Building the bridge between perception and memory (completed)
Despite the commonplace intuition that the way we perceive and remember the world are closely interwoven cognitive processes, scientific research on perception and memory have traditionally followed parallel paths; there are theories of perception and there are theories of memory, but no theories of perception and memory. The aim of the proposed project is to close this gap in our understanding of perception and memory.
With the visual modality as a model system and focusing on the the question of overlap and uniqueness of perception and memory processes, the main research questions are: When, and possibly where, are visual perceptual representations transformed to memory representations, and to what degree does retrieval of information from visual memory involve regeneration of on-line visual processes?
A cross-discipline approach
The research strategy combines the experimental techniques of cognitive psychology with functional brain imaging (fMRI).
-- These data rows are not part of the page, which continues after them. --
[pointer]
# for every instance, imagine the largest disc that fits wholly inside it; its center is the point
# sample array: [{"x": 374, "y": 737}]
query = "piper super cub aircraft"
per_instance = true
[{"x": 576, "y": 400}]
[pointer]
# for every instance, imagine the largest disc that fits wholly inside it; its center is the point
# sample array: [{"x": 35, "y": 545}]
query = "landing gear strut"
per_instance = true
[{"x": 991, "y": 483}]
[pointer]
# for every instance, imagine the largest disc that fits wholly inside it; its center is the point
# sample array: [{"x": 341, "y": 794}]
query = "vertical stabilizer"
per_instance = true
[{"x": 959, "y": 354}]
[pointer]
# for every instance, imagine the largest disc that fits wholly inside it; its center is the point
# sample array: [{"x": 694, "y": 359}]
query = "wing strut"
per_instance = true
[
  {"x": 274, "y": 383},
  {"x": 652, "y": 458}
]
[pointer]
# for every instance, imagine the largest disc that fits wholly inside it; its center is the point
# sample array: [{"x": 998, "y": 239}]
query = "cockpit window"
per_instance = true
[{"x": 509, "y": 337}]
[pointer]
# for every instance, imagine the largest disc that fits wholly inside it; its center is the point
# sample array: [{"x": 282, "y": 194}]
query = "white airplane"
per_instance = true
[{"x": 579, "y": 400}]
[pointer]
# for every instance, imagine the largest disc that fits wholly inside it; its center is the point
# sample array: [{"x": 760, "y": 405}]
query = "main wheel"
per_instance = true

The guiding hypothesis is that retrieval from memory involves reinstatement of processes active in the original perception of the event, including recruitment of activity in early visual brain areas and the re-enactment of sensorimotor programs. To bring memory research in line with perception research, memory is assessed in terms of the quality of storage rather than the conventional quantity estimates, and experimental techniques are adopted from vision research, such as delayed discrimination and eye movement recording, with several novel methodological modifications. The project holds the promise of significantly changing our ideas about visual memory and, perhaps, human memory in general.